Supplements are controversial efficacy, but may benefit L-carnitine (250 mg/day), taurine (250-500 mg/day); thiamine (50-100 mg/day) water-soluble vitamins (twice the normal dose); vitamin E (100-400 IU / day); potassium gluconate (with hypokalemia); zinc (7-8 mg/ day); fish oil (2000 mg /day).

When using medical nutrient solutions, it is necessary to add protein and arginine to the composition (without arginine – convulsions and coma).

Vitamin K1 - 0.5-1.5 mg / kg; initially 2-3 doses may be required at intervals of 12 hours; avoid overdose (induction of oxidative damage to red blood cells)

Owner Training

Instructing on the feeding regime using a feeding tube.

Warning owners about the possible need to use a feeding tube for up to 4-6 months without interruptions.

Informing owners that the recurrence of the disease is a rare phenomenon.

 Surgical aspects

Diagnostic laparotomy – if necessary, perform a liver biopsy during laparotomy; careful examination during surgery for the presence of the underlying disease. And a biopsy of the pancreas, stomach, intestines, if necessary.

Avoid surgery until the patient is stabilized or clinically improved.

Medicinal preparations

Lactulose (0.5 – 1 ml/ kg orally every 12 hours; it is necessary to adjust the dosage to preserve 2-3 bowel movements during the day with soft faeces); metronidazole (7.5 mg/ kg orally every 8-12 hours); and/or neomycin (22 mg/ kg orally every 12 hours).

Antibiotics – if necessary, control of parallel infections.

Contraindications

Do not use medications that affect hepatic biotransformation or excretion.

Do not use drugs that interact with GABA-benzodiazepine receptors (barbiturates, diazepam).

Stimulating appetite (diazepam, oxazepam and ciproheptadine– - will not provide guaranteed caloric intake, may lead to sedation.

Ursodeoxycholic acid - no indications for use in affected cats.

Patient monitoring

Body weight and hydration status are important indicators when monitoring calorie intake and rehydration.

Serum bilirubin concentrations - improve after 5-7 days of adequate feeding and supplementation.

The activity of liver enzymes - normalization is slow.

Discharge home after vomiting is controlled, gastroparesis resolves, total bilirubin levels decrease, and the feeding system using a feeding tube works stably and without problems.
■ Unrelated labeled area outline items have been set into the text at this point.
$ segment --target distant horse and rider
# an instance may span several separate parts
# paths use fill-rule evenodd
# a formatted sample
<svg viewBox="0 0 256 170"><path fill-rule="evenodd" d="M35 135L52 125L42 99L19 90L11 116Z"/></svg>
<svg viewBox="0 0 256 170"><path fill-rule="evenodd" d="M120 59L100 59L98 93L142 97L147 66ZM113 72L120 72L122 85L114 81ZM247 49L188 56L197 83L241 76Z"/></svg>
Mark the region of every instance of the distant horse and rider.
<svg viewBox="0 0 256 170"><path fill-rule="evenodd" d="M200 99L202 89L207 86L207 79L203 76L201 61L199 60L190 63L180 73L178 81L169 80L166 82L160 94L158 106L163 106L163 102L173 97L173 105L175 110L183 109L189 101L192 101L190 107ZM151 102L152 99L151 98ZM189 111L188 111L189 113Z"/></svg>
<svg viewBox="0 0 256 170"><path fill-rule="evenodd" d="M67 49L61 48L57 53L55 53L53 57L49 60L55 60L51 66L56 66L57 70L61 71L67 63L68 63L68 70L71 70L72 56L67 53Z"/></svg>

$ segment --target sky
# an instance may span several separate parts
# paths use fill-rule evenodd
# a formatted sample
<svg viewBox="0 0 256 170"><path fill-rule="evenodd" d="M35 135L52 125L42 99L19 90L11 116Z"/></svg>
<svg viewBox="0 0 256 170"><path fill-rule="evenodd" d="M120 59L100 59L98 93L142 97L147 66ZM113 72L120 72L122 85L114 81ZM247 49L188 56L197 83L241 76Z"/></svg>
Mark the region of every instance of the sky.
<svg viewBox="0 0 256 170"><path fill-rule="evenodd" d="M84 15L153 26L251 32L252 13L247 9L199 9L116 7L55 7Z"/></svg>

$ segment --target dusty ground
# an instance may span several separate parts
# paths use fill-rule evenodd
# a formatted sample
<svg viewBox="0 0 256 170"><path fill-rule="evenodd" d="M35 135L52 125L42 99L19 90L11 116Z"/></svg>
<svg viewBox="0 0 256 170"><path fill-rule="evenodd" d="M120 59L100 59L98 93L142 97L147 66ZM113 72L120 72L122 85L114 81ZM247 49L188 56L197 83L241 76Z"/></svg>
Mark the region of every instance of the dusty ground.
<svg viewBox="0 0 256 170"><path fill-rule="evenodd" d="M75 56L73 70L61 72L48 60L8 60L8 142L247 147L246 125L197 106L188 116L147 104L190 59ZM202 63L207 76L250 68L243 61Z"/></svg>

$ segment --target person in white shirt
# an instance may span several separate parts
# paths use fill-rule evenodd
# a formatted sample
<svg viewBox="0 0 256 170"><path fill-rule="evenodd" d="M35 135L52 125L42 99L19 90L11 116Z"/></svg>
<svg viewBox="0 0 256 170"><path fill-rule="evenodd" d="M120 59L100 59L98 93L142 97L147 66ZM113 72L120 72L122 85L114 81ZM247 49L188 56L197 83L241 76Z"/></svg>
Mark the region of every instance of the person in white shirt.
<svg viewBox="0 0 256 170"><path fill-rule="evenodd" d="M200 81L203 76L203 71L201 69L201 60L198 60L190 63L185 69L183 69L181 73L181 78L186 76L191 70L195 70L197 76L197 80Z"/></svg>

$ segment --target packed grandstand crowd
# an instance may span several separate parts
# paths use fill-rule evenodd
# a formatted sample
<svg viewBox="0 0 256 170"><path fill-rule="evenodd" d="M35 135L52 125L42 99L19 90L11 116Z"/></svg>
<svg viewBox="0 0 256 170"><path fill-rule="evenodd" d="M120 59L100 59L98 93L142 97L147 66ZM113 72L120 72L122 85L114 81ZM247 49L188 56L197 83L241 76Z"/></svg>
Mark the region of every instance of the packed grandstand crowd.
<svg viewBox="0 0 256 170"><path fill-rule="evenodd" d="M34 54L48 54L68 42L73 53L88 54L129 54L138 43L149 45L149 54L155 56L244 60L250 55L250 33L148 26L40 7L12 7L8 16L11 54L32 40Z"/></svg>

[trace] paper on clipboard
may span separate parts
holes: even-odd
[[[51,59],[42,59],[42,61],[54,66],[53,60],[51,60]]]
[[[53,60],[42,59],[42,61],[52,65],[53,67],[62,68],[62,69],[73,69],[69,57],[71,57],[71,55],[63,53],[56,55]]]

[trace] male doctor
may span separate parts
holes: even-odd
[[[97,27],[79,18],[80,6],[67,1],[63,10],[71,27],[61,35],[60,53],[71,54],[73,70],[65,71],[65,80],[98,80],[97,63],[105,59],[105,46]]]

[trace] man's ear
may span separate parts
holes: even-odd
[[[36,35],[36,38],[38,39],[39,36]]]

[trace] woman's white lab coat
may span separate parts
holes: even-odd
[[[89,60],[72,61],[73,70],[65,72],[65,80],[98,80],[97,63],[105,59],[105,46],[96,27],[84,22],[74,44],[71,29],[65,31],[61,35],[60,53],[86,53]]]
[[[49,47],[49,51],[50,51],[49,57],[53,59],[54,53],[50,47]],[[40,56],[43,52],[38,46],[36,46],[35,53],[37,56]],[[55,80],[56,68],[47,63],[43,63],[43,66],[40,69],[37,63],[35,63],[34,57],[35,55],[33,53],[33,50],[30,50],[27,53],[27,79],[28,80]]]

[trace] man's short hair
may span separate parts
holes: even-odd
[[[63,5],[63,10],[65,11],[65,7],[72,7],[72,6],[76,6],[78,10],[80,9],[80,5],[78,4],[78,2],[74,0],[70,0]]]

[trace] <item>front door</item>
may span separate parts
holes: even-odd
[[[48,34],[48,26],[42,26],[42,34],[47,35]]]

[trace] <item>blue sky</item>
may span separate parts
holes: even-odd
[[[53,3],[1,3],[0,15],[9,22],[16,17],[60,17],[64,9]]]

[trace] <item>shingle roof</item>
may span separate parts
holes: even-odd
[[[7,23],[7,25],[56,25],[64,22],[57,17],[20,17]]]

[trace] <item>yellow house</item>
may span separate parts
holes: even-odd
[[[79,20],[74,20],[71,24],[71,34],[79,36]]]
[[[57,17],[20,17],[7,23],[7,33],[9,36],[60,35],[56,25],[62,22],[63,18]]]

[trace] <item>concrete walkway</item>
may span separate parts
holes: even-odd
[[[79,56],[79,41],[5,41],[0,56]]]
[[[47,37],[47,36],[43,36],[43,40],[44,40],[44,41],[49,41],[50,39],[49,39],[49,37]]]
Removal of the feeding tube is carried out only after the patient shows an active interest in food and is able to eat adequately on his own for at least 1 week.

Extensions

Prevention

Obesity is prevention, the rate of weight loss should not exceed 1.5% per week.

Attentive attitude of obese cat owners to their food consumption during periods of external stress (moving, new animals, new people, home repairs).

Possible complications

Disruption of the feeding tube - obstruction of the gastrostomy tube can be eliminated by papaya juice, soda water or pancreatic enzymes, which can dissolve food accumulations in the tube.

Infection around the insertion site of the tube.

Worsening of hepatic encephalopathy after the inclusion of nutritional support.

DIC syndrome (rare)

Liver failure and death.

Expected course and forecast

The optimal response to auxiliary feeding and the use of supplements is within 1 week.

Full recovery is 14-21 days, sometimes longer.

With the therapy described here, 80% of patients recover.

Secondary disease - recovery depends on the nature and control of the pathological condition that led to anorexia.

Liver lipidosis rarely recurs.

Associated states

Primary liver disease

Pancreatitis

Diabetes mellitus

Neoplasia is systemic or hepatic.

Hepatic encephalopathy in dogs and cats.

Any systemic disease that restricts food intake.